GPU Load is reaching high while decoding 8 H264 input streams with Gstreamer Pipeline

Madhavan · ‎01-28-2022

Hi Team,

In our Project, we are having the following requirements.

1) Decoding 16 4MP( 2560 x 1440 ) H264 input streams in parallel using Gstreamer pipeline.

2) Displaying all the decoded frames in single vaapi display. (By reducing the resolution of decoded frames using vappi postproc ).

3) And in parallel, reducing the resolution of decoded frames using vaapi, re encode using vaapi plugin and storing it in the file.

4) We are using VAAPI plugins to Decode, Encode, Post Processing and Display.

But we observe only maximum of 8 channels can be added, as GAM is reaching more than 90% in this case, found using intel_gpu_top command.

Shall you please share us the details for the following queries.

1) How to improve the GPU performance for above mentioned case, so GAM will be less and we could add more channels for decoding.

2) And what is the minimum VRAM size is required for the above mentioned specification.

3) Any other suggestion from intel, to improve the GPU Performance.

Please find the following environment details, for your reference.

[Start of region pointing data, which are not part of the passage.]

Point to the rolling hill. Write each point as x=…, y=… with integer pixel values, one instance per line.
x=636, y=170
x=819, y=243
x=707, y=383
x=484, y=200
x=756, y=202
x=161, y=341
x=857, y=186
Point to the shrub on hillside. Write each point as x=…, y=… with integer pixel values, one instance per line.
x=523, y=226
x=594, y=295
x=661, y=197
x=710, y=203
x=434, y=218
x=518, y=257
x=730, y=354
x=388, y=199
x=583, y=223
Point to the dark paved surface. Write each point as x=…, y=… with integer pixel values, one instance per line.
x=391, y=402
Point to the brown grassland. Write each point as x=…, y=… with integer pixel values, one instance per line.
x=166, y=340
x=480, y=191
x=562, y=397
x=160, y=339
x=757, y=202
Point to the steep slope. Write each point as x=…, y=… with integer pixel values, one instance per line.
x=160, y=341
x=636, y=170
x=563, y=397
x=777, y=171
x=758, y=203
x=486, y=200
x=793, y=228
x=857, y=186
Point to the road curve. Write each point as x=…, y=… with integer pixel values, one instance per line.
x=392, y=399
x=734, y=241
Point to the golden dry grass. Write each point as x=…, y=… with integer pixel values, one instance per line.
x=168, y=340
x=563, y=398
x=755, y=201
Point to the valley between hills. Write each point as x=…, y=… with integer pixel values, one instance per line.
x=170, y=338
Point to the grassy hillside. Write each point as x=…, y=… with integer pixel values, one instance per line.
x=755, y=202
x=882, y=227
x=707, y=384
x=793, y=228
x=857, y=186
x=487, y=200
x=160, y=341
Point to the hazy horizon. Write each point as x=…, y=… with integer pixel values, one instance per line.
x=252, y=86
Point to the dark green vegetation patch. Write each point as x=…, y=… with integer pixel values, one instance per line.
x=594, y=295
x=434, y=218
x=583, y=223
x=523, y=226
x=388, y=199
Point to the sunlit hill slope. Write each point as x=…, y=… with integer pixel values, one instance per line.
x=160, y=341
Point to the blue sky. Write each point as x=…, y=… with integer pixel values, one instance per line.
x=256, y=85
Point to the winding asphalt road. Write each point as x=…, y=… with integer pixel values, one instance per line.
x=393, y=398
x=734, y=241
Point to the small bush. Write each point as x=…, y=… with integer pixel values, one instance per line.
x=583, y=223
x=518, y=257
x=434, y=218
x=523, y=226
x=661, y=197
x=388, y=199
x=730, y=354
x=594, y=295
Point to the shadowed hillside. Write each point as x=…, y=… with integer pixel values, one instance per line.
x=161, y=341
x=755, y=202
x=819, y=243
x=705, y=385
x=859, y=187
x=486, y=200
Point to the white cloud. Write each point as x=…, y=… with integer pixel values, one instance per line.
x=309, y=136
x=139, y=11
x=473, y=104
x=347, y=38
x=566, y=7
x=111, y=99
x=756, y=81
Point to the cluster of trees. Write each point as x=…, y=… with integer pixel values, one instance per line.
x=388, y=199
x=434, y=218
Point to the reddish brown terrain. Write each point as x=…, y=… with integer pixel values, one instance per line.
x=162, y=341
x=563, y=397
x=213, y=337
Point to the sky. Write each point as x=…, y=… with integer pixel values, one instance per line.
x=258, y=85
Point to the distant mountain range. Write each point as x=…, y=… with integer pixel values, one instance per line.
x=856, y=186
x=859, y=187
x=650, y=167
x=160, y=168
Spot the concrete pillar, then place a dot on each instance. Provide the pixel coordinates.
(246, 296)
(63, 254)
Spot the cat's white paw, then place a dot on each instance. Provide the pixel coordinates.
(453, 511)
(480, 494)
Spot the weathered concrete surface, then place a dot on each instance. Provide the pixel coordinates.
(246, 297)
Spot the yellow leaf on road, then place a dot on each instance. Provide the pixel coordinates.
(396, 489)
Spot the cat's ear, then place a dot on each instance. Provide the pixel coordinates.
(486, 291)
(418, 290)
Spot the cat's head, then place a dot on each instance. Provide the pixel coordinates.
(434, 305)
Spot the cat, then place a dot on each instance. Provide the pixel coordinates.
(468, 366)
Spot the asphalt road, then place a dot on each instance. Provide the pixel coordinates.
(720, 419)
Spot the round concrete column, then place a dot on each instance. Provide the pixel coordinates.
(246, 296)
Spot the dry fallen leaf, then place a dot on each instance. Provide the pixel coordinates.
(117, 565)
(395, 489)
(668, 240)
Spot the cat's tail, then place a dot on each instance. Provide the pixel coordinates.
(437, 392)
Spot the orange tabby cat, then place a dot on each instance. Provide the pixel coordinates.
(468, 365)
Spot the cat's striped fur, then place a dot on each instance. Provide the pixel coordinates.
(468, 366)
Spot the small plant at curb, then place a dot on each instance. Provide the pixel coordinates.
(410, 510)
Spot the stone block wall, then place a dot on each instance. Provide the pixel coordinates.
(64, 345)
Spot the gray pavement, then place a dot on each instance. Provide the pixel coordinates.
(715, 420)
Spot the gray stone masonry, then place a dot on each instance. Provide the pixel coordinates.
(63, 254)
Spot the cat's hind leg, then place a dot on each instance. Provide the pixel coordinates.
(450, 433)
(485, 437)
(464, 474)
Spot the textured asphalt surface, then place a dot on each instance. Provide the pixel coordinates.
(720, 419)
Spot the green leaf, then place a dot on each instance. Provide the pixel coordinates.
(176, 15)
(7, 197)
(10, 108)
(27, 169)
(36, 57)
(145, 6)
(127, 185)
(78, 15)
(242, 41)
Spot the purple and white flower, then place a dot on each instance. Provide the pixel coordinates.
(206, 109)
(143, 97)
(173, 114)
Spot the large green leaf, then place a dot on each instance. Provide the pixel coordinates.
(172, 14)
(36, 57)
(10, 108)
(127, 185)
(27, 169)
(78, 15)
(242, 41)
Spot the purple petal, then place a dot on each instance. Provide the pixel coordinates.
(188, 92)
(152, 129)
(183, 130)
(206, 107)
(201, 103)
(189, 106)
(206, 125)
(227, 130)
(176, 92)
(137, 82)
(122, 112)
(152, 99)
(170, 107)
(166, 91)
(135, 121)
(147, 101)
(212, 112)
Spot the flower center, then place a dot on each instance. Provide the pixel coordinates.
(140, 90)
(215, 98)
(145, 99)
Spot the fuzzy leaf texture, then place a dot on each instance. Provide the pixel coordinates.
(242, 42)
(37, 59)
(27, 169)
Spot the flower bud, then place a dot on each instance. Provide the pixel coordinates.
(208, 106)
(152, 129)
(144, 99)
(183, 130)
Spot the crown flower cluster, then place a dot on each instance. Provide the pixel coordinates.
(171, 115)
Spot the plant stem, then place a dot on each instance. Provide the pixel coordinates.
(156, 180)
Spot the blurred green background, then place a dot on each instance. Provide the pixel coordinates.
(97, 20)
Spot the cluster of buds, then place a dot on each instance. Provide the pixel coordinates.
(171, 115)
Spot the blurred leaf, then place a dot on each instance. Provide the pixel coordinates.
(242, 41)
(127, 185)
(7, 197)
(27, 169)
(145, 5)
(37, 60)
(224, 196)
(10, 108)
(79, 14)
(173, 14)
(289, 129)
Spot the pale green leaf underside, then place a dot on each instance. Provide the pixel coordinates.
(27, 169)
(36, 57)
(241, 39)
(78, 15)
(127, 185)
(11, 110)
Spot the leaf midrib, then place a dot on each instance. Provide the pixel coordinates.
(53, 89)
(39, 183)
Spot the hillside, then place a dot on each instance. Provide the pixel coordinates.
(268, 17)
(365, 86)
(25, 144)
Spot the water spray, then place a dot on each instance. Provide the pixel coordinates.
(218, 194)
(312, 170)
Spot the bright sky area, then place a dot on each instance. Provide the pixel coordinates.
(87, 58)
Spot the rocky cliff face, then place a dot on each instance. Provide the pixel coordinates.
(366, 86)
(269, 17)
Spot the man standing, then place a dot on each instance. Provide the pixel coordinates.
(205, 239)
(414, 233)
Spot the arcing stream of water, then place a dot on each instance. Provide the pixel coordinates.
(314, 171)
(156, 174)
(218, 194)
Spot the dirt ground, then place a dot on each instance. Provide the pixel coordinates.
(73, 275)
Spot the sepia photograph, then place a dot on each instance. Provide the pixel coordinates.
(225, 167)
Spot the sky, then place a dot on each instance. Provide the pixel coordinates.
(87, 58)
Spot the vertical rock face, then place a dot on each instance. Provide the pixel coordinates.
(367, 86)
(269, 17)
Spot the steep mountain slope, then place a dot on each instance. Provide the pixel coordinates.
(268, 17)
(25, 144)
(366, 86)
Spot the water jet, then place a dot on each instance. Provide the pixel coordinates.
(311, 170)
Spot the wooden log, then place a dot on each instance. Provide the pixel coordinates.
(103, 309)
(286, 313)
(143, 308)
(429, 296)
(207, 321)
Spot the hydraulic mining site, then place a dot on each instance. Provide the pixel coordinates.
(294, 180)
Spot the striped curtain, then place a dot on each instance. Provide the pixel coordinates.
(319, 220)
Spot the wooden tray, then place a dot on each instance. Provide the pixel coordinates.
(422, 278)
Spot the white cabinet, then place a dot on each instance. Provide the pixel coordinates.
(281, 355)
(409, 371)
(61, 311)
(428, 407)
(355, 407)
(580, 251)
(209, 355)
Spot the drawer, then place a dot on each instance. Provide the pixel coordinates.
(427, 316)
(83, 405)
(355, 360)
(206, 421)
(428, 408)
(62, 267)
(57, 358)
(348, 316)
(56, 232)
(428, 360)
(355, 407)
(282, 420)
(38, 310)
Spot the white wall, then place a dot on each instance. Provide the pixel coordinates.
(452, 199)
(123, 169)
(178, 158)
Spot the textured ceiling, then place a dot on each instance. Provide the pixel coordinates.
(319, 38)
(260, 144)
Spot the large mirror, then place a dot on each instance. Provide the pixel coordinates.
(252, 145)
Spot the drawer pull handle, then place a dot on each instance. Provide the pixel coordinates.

intel-vaapi-driver : 2.2.0

libva : 1.8.3

i915.so/ i965.so : Mesa from Yocto build.

We are using the customized Appololake Intel Board for our Project.

We are using Linux Operating System:

Linux (none) 4.12.24-yocto-standard #1 SMP PREEMPT Tue May 18 23:23:53 EDT 2021 x86_64 GNU/Linux

CPU Details:

processor : 0
vendor_id : GenuineIntel
cpu family : 6
model : 92
model name : Intel(R) Celeron(R) CPU J3455 @ 1.50GHz
stepping : 9
microcode : 0x40
cpu MHz : 799.896
cache size : 1024 KB
physical id : 0
siblings : 4
core id : 0
cpu cores : 4
apicid : 0
initial apicid : 0
fpu : yes
fpu_exception : yes
cpuid level : 21
wp : yes
flags : fpu vme de pse tsc msr pae mce cx8 apic sep mtrr pge mca cmov pat pse36 clflush dts acpi mmx fxsr sse sse2 ss ht tm pbe syscall nx pdpe1gb rdtscp lm constant_tsc art arch_perfmon pebs bts rep_good nopl xtopology tsc_reliable nonstop_tsc cpuid aperfmperf tsc_known_freq pni pclmulqdq dtes64 ds_cpl vmx est tm2 ssse3 sdbg cx16 xtpr pdcm sse4_1 sse4_2 x2apic movbe popcnt tsc_deadline_timer aes xsave rdrand lahf_lm 3dnowprefetch cpuid_fault cat_l2 tpr_shadow vnmi flexpriority ept vpid fsgsbase tsc_adjust smep erms mpx rdt_a rdseed smap clflushopt intel_pt sha_ni xsaveopt xsavec xgetbv1 xsaves ibpb ibrs stibp dtherm ida arat pln pts arch_capabilities
bugs : spectre_v1 spectre_v2
bogomips : 2995.20
clflush size : 64
cache_alignment : 64
address sizes : 39 bits physical, 48 bits virtual

Also please find the attached Pipeline.jpg file for better undertsnading of our requirement or Gstreamer pipeline flow.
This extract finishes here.